Quite easily, actually.

First, we have the ageist bigotry that says it's somehow OK for people over 60 to die of Covid-19, that once we all turn 60, our lives, our value to society, our purpose is diminished. Women over 40 already know they start to become invisible after a certain age. Now we are told that once we hit 60, we should consider ourselves lucky to have had such a good innings.  

From a purely cold economic standpoint, the NHS figures mean that an increasingly productive part of the economy is at risk and should be protected. According to the Department for Work and Pensions, between 1985 and 2015, women aged 60-64 represented the highest increase in employment rates of any demographic, rising from 17.7% participation in the workforce to 40.7%. In the same period, employment rates for men aged 65-69 increased from 12.8% to 25.8%. That's a lot of extra tax revenue and consumer spending from these demographics. As the government continues to raise the pension age, these figures should surprise nobody.

Then we have the sinister "pre-existing condition" part of Embery's out-of-context tweet. It's stunning how casually we can dismiss the coronavirus deaths of those with pre-existing conditions. This includes diabetes, asthma, heart conditions, immune system conditions, regardless of the person's age. Suddenly, we have a much larger group of people at risk from Covid-19. 
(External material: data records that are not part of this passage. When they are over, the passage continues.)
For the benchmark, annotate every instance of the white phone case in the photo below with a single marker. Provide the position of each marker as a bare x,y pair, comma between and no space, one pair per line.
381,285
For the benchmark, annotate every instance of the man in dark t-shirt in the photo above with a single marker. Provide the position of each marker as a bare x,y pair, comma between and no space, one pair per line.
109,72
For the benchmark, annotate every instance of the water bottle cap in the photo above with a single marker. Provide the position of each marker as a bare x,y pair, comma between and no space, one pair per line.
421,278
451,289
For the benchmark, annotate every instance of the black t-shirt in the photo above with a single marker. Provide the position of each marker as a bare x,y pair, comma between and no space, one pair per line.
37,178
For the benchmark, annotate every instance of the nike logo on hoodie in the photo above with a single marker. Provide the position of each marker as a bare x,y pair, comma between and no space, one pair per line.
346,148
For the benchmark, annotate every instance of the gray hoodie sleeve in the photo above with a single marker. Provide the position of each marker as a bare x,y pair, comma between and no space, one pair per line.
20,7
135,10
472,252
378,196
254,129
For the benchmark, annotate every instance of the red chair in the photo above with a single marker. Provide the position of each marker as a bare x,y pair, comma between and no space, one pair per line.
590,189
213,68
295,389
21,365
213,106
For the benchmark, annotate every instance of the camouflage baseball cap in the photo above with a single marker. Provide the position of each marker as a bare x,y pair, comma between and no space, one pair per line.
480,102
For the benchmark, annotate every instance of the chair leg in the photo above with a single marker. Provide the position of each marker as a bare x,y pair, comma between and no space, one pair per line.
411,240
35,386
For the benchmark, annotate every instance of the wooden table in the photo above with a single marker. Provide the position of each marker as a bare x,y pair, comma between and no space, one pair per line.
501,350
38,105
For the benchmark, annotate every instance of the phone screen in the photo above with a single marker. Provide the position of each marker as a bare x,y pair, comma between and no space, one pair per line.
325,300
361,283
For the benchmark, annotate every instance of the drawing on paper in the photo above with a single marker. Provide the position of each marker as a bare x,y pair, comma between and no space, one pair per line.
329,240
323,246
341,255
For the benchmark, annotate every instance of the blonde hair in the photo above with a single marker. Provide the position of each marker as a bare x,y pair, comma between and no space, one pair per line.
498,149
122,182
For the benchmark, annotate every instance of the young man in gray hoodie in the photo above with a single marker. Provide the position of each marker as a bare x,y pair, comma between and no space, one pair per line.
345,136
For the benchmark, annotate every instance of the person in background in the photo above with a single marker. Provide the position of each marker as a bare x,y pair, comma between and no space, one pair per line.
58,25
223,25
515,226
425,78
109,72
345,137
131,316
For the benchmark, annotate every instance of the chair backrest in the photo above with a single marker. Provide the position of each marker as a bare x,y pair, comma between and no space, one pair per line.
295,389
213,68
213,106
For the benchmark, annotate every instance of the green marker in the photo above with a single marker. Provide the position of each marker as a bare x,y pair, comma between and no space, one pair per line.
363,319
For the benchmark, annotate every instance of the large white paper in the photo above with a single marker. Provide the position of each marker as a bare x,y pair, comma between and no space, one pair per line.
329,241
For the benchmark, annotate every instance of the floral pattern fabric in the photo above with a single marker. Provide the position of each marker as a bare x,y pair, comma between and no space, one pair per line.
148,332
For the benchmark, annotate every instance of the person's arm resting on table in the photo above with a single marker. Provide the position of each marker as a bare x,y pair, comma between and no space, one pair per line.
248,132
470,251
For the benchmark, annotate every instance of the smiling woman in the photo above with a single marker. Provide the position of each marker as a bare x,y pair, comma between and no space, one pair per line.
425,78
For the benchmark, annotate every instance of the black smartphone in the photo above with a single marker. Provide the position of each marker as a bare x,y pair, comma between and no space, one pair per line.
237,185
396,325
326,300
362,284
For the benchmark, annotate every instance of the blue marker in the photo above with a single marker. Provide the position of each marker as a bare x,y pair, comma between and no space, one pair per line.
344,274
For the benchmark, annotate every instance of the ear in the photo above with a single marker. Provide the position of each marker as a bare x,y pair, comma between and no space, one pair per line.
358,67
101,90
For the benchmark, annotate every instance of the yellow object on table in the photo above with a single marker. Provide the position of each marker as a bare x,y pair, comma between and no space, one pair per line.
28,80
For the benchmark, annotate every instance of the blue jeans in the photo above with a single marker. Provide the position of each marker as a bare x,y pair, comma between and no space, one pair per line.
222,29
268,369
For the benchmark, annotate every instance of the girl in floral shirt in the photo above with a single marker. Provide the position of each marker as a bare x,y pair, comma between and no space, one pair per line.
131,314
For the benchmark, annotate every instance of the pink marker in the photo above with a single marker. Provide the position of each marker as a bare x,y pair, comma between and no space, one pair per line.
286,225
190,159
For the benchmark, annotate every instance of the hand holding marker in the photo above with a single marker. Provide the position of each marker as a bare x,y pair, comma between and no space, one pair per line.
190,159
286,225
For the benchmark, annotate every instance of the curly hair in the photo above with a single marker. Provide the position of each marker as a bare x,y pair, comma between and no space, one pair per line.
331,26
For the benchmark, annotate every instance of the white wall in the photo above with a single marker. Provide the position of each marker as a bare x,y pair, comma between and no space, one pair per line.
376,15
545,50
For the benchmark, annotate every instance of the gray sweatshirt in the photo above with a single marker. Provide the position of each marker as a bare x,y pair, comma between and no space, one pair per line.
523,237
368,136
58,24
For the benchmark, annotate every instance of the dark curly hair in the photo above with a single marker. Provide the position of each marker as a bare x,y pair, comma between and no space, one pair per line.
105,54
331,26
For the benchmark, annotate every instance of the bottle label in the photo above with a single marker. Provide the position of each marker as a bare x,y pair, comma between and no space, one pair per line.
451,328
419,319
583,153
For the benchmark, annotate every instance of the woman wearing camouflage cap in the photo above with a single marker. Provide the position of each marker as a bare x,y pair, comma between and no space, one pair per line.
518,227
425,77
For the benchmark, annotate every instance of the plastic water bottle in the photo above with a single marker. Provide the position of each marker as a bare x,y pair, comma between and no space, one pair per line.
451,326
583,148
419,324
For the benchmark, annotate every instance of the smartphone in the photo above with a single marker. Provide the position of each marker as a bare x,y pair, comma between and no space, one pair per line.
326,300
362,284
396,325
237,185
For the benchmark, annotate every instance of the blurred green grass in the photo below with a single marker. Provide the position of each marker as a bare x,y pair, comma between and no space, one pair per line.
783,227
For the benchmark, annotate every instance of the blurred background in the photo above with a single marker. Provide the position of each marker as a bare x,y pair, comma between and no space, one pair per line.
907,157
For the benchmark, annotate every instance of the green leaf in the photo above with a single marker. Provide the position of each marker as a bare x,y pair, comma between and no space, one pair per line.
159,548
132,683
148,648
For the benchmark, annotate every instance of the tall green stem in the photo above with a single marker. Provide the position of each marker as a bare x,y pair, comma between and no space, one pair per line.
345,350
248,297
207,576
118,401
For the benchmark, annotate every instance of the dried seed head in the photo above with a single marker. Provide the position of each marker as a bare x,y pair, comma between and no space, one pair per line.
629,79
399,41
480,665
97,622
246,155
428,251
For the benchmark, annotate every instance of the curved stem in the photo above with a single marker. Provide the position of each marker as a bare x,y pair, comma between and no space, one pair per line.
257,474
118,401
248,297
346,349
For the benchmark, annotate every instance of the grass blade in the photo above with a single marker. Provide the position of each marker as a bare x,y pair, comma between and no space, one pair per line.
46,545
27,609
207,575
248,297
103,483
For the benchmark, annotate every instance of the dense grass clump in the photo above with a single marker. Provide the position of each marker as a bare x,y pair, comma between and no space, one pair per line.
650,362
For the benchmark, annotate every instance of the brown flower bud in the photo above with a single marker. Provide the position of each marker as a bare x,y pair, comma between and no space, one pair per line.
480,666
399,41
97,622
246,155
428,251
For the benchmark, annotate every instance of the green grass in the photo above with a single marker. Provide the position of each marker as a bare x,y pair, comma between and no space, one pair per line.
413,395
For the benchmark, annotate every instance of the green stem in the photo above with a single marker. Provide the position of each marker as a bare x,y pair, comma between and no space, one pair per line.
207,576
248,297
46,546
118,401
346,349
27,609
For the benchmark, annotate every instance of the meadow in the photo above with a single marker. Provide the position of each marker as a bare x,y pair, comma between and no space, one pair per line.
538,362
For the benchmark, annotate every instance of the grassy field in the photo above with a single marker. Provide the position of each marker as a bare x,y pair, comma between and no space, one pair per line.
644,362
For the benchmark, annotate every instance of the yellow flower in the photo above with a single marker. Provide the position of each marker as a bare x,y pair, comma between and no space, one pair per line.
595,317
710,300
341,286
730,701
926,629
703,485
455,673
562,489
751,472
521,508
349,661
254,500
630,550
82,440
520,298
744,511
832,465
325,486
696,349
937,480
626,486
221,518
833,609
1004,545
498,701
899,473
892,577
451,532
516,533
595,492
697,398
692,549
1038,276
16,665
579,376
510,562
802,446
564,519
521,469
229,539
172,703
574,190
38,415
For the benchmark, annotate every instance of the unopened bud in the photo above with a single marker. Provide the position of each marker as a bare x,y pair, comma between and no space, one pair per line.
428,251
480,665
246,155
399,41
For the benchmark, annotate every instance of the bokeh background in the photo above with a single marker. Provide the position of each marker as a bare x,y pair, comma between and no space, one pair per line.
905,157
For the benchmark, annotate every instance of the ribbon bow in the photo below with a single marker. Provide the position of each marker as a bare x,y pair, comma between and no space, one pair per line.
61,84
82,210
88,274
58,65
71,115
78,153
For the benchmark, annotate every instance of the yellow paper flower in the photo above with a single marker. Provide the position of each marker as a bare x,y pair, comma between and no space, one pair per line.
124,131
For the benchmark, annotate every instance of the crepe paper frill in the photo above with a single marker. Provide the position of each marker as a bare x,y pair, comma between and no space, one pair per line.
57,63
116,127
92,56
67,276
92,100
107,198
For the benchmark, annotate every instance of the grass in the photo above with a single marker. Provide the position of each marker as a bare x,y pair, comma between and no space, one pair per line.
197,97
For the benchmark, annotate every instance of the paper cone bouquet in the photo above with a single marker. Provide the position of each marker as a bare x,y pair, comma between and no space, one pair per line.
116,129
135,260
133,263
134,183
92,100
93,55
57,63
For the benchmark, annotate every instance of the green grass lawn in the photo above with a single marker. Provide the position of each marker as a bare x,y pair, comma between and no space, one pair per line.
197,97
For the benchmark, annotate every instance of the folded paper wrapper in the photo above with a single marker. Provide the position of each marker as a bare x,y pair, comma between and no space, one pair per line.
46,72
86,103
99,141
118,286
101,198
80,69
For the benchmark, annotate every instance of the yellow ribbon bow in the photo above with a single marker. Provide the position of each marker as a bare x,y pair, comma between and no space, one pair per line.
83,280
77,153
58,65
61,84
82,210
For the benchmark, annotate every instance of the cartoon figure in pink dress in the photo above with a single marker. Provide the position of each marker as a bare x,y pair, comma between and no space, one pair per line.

By and large, thanks mostly to modern medicine, plenty of pre-existing conditions can be managed so people can live healthy, productive, happy lives. You can't always see a pre-existing condition but if that person caught Covid-19, they could become seriously ill and possibly die way before their time. But Embery's thoughtless tweet devalues the lives and contributions of millions of people as he attempts to minimise how serious this global pandemic is.

And with a virus as easily transmissible as Covid-19, it's not just the deaths we need to focus on. There are plenty of blowhards who'll yell into the internet that there's "no need to panic about a disease with a [insert very low percentage here] death rate!". But that ignores not only the lost productivity from people who test positive, and their contacts, having to self-isolate - it also ignores the emerging data about the long-term effects even after a patient has recovered from the virus, including long covid, where people suffer ongoing health problems for weeks or months after the usual two weeks or so of illness. Even if you do survive Covid-19, that's not necessarily the end of the story - viruses can be nasty like that.

Of course, none of this has been helped by an incompetent government led by a self-serving, impatient, spoiled man-baby of a prime minister, a man more concerned with tomorrow's headlines rather than properly dealing with a major public health emergency. The UK lost the advantage of being an island in March with a late lockdown, no closing of international borders, and letting events such as Cheltenham go ahead.

Boris Johnson hates being the bearer of bad news, hence his pathetic WWII Blitz spirit cosplaying about it being all over by summer or Christmas or Easter or next summer. And don't forget his incoherent ramblings about the commonsense and pluck of the British people, even when this commonsense appears to be in short supply. But that suits Johnson too - it works for him for us to turn on each other for breaking lockdown rules or being "too careful", rather than to seriously hold him and his useless cabinet to account.

There is a desperation for things to "return to normal", which is perfectly understandable. We are all missing so many things from Before Times. But even after we have been sufficiently vaccinated and the virus sufficiently suppressed, there will be lasting changes. This means everything from irrevocably changed personal relationships to radical decisions made after taking stock over lockdown, through to a growing culture of flexible working, a collapse of the commercial property market, and a possible rethinking about how city centres can be repurposed to be more residential rather than merely places where we go to work before disappearing to the perimeters. 

We cannot and should not emerge from this awful time unchanged and none the wiser. But as long as nonsense, such as that ridiculous tweet from Embery, is shared, the stats unparsed without challenge or consideration, the emergence will be a long time coming.